How to Use the Power of Music for Better Living

Vinyl on record player
Vinyl on record player / mishoo/

Most of us subconsciously turn to music to relax; there's science behind that intrinsic need to seek solace from it. Listening to music has a significant effect on our nervous system. It also lowers the production of stress hormones such as cortisol and adrenaline our body produces, which help us stay calm.

Our body and mind are built to gravitate more towards what we need to survive; believe it or not, music is a lifesaver. Our most brilliant move would be to understand how we can lead better lives by using the power of music; here's how.

Improve Physical Health

Listening to music has physical benefits that sometimes have the same effect as medication. It helps reduce the intensity of the perceived pain by sending strong stimuli to combat the pain signals entering the brain. It is often used in geriatric care and palliative medicine. 

Research studies have shown that every time we play music, it effectively regulates the blood flow in our bodies, reduces our heart rate, and lowers our blood pressure. If you are prone to stress, all you need to do to lower the cortisol levels is play your favorite music, whichever genre. 

Playing soft music at nightfall improves sleep quality; soothing instrumentals are a perfect choice. Interestingly, it also helps you eat less if you play music during mealtimes, decreasing your calorie intake. 

We have often seen people perform upbeat music while exercising because high-energy rhythmic beats are known to increase endurance. Sometimes that's all the push you need to maximize your performance during the workout sessions. You can create a playlist full of energizing songs for this purpose. 

Positive Impact on Mental Health

When improving your physical health, it's also essential to give equal care to your mental well-being; your music choices significantly impact your mind. While music generally positively impacts one's mental health, studies show that specific genres, like heavy metal, can make you more anxious. Upbeat music, on the other hand, especially classical or meditative forms, can uplift your mood. 

Several studies have proven the link between music and cognitive function. In one case, the student's performance during tests vastly improved when taken with music playing in the background. They also seemed to answer more questions than usual within the allotted time. This also extends to sportsmen, who tend to do better under pressure when upbeat music is played during the game. 

Music therapy is widely practiced in the mental health field through interventions such as lyrical analysis, songwriting, playing instrumentals, and encouraging active listening to music, to name a few. All of these methods are known to encourage socialization, emotional expression, and conflict resolution. It also soothes our agitated minds, leading us out of a depressive state to a calmer and more positive state of mind. 

Profound Influence on Emotional Well-being

It's widely believed that there's a song for every emotion; research has shown this to be true in how music elevates our moods and dramatically influences how we feel. When we listen to our favorite songs, our pleasure centers are activated, and in response, the brain releases a chemical called dopamine, also called the happy hormone. In other words, it makes you feel good, a feeling we all crave. So, if you are feeling blue, reach for your playlist. 

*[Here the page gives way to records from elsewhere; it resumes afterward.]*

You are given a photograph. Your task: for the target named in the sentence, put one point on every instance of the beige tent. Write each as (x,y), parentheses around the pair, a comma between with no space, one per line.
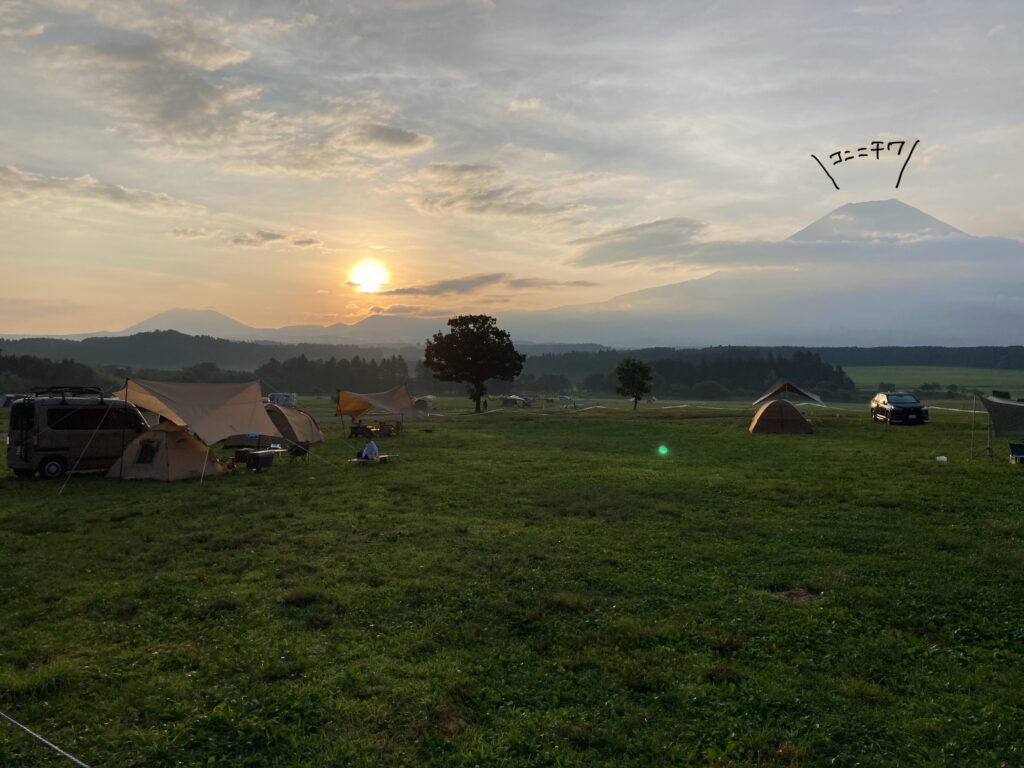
(296,427)
(1007,417)
(782,386)
(213,412)
(779,417)
(394,400)
(166,452)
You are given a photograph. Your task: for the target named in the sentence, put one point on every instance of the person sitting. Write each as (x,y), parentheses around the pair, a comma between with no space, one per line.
(370,452)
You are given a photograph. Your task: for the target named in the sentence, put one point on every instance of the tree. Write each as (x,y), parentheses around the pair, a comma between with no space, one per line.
(474,350)
(634,379)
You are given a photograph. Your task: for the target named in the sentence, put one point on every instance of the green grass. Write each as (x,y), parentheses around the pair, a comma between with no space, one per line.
(527,589)
(905,377)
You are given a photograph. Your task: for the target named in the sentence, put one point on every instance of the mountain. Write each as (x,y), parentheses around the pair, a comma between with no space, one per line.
(873,273)
(194,323)
(876,220)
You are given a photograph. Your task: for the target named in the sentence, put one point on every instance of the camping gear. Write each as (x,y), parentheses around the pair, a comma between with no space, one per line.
(295,425)
(166,452)
(1006,417)
(779,417)
(394,400)
(212,412)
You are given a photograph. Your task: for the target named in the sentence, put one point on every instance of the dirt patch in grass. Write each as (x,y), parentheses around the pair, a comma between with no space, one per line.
(800,595)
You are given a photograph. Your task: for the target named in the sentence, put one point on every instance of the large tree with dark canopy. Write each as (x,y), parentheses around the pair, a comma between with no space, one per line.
(634,379)
(473,351)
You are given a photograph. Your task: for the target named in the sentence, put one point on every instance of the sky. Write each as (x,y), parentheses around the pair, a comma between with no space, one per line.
(307,162)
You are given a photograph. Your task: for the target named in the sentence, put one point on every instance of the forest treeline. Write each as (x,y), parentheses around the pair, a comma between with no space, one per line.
(171,350)
(708,374)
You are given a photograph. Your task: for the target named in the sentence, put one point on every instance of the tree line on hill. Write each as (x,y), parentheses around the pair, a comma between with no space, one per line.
(172,350)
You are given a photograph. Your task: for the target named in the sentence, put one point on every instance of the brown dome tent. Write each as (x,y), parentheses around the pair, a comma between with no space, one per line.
(779,417)
(166,452)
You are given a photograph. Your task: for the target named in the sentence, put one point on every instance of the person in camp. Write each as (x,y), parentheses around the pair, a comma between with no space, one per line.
(370,451)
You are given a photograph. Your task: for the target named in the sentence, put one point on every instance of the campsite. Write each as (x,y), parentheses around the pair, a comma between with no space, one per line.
(532,587)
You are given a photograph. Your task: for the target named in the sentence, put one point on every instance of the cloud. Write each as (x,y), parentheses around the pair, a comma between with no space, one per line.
(175,86)
(526,104)
(529,283)
(662,241)
(473,282)
(397,309)
(198,232)
(17,186)
(257,239)
(481,189)
(383,139)
(457,285)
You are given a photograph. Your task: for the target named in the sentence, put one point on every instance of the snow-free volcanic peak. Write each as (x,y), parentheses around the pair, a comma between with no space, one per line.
(878,220)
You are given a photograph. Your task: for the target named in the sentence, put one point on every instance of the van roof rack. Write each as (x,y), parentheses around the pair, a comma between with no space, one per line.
(67,390)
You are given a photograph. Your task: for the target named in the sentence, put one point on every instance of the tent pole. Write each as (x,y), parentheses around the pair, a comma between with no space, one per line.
(974,406)
(121,468)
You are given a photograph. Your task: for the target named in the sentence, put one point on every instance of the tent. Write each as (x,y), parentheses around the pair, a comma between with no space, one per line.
(167,452)
(394,400)
(296,427)
(1006,417)
(779,417)
(782,386)
(212,412)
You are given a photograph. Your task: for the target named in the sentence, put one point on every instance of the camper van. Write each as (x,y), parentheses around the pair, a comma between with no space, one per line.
(59,428)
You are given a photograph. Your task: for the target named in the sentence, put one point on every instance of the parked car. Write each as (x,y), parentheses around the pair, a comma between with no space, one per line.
(60,428)
(898,408)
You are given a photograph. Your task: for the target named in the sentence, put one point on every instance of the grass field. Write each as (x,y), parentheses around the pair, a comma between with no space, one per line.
(531,589)
(906,377)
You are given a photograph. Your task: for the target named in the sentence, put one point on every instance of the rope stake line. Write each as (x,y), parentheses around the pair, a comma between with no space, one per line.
(52,745)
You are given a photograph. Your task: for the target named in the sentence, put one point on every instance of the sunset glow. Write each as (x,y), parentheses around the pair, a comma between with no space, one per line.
(369,276)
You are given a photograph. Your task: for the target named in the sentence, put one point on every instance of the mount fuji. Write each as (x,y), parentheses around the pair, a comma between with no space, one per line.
(871,273)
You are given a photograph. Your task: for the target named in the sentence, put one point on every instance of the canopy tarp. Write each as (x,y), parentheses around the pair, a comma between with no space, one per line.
(296,426)
(425,401)
(212,411)
(166,452)
(1007,416)
(784,385)
(394,400)
(779,417)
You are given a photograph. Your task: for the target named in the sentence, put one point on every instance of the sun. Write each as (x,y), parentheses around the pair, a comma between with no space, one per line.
(369,275)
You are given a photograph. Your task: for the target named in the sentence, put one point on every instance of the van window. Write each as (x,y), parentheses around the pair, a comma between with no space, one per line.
(146,452)
(22,417)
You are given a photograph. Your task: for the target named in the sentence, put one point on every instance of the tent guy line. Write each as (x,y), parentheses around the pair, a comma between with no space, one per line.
(35,735)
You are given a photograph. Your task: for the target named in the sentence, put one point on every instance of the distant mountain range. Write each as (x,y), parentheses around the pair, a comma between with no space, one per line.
(870,273)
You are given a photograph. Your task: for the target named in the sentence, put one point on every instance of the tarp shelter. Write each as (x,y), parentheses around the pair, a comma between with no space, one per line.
(782,386)
(1007,417)
(394,400)
(166,452)
(211,411)
(779,417)
(296,427)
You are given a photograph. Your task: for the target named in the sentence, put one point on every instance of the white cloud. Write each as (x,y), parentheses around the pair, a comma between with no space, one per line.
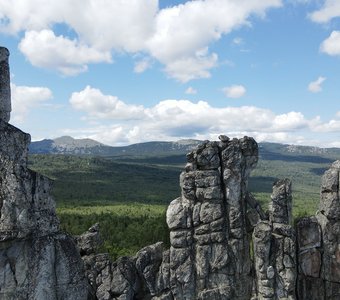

From a medical standpoint, music plays a major role in regulating the memories and emotions of patients suffering from brain disorders like Alzheimer's and Dementia. Swing and salsa music, in particular, is known to help them spring excitedly into dance and movement, which is necessary for their exercise and entertainment. Listening to the same music helps us reconnect to our past memories and feelings, most notably to happier moments when we feel joy while those songs play.

One crucial effect of music is on people's ability to empathize, trust, and be compassionate toward others. Our brain releases oxytocin responsible for these traits when we listen to music. It also nurtures the connection and the kinship we feel towards people who listen to the same music we do. Popularly, music brings people together at concerts, festivities, and even places of worship. The feeling of community and the sense of belonging it gives is priceless.